The best thing you can do is set the trap along trail lines...well, what I mean is, along wall edges, fence lines, garden borders, paths...in general any area where the bunnies would have to pass through or beside to get from one place to another. Imagine you are a rabbit, you will like to lay low, go under stuff, sneak between bushes, follow walls and edges where you feel for secure. You won't be doing much all terrain stuff but mostly trying to find the easiest way to get to food while still feeling hidden. Rabbits LOVE to take trails and paths so those should be the first places your check.
Look for any places in the undergrowth, bushes, or grass that looks like something has been traveling through. If you find a place with little rabbit droppings that should be the first place you set your trap. Set it where it follows with the flow of the area, path, fence, trail, what ever.

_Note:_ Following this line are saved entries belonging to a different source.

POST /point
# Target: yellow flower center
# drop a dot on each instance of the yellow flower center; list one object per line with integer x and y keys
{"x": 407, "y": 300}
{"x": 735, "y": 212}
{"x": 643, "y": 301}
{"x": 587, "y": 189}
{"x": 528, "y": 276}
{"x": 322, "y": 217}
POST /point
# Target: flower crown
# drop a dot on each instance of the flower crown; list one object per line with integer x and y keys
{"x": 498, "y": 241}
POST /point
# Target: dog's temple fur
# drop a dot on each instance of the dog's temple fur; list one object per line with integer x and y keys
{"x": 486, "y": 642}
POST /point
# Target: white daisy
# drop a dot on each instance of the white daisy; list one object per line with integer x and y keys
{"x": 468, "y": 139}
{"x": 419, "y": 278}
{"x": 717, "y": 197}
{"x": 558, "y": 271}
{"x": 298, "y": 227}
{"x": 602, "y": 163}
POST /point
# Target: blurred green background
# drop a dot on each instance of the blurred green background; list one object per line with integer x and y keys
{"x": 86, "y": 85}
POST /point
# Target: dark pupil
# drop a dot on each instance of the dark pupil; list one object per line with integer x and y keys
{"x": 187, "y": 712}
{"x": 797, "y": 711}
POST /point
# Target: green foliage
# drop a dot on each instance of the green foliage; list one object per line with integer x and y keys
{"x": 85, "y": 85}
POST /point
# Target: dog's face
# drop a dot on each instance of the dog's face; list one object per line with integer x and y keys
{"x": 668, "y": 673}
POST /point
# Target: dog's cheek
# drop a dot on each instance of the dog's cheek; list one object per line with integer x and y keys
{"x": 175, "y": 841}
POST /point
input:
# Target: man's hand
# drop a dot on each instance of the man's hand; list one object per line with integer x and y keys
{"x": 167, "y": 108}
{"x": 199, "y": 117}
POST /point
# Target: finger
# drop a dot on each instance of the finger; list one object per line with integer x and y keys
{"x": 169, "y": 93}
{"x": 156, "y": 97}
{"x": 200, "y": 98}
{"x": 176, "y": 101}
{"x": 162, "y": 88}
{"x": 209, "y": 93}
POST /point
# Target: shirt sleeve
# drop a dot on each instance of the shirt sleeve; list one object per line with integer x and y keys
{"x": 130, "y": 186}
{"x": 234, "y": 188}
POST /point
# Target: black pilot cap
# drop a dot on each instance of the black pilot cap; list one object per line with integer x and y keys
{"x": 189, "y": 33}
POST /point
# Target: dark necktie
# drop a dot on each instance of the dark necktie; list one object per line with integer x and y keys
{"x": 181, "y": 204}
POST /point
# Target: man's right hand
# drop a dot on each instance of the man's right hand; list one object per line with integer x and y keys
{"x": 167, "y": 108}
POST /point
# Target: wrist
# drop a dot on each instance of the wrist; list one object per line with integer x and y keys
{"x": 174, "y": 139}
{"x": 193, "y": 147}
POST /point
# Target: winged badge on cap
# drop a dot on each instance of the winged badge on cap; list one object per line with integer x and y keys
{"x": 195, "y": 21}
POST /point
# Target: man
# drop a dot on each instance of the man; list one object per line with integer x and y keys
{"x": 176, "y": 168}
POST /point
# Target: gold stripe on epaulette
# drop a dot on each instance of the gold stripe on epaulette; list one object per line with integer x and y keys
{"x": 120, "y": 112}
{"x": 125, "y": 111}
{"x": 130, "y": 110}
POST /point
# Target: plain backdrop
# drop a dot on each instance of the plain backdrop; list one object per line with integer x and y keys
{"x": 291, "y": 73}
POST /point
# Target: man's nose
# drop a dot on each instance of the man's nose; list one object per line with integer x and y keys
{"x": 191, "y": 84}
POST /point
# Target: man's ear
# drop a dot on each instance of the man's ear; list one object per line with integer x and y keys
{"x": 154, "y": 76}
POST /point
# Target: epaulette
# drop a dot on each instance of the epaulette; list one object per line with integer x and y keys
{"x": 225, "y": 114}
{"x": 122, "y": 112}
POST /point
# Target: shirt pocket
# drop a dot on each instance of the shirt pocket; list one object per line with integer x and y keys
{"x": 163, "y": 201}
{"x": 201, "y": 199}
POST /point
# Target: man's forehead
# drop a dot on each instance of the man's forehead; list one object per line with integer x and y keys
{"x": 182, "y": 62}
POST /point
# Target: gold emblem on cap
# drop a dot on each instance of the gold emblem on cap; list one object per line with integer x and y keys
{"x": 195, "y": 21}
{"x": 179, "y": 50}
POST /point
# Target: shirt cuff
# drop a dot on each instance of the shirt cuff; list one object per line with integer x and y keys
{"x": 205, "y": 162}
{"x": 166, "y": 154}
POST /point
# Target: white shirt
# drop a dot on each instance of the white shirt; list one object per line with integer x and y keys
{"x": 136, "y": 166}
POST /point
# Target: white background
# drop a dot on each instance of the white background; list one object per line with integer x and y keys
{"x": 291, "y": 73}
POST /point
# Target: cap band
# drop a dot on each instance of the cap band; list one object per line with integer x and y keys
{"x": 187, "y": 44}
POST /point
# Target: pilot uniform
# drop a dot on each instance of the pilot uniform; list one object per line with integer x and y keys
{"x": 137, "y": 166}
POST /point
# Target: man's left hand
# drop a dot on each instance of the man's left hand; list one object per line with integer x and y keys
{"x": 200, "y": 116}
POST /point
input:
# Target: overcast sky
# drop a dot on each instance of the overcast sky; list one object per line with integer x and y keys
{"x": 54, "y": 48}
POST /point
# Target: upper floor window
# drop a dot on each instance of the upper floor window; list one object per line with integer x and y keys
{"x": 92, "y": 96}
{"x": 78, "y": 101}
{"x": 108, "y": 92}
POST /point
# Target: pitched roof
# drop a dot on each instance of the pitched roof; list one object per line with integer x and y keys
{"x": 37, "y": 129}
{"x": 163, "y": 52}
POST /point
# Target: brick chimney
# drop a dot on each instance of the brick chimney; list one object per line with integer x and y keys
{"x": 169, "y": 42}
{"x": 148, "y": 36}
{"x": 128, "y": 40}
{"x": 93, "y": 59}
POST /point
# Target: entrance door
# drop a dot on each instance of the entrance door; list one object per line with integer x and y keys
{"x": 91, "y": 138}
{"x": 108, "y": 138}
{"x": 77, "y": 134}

The idea is to put the trap where the rabbit will be passing through anyway and the food will only encourage them to not be spooked by the strange metal thing. I encourage you to use bananas for bait, rabbits cannot resist them and they have a strong attractive smell, only put about an inch of banana in the trap, too much will spike their blood sugar. Putting something over the trap, so that it feels like a tunnel that they can walk through will help too. Just make sure what ever you cover it with isn't flappy or shiny. Hay or leaves would be the perfect trap cover.
I speak from experience in the art of bunny trapping.
Just be glad you are only trapping domestic bunnies, wild bunnies take extra precautions with scent and such.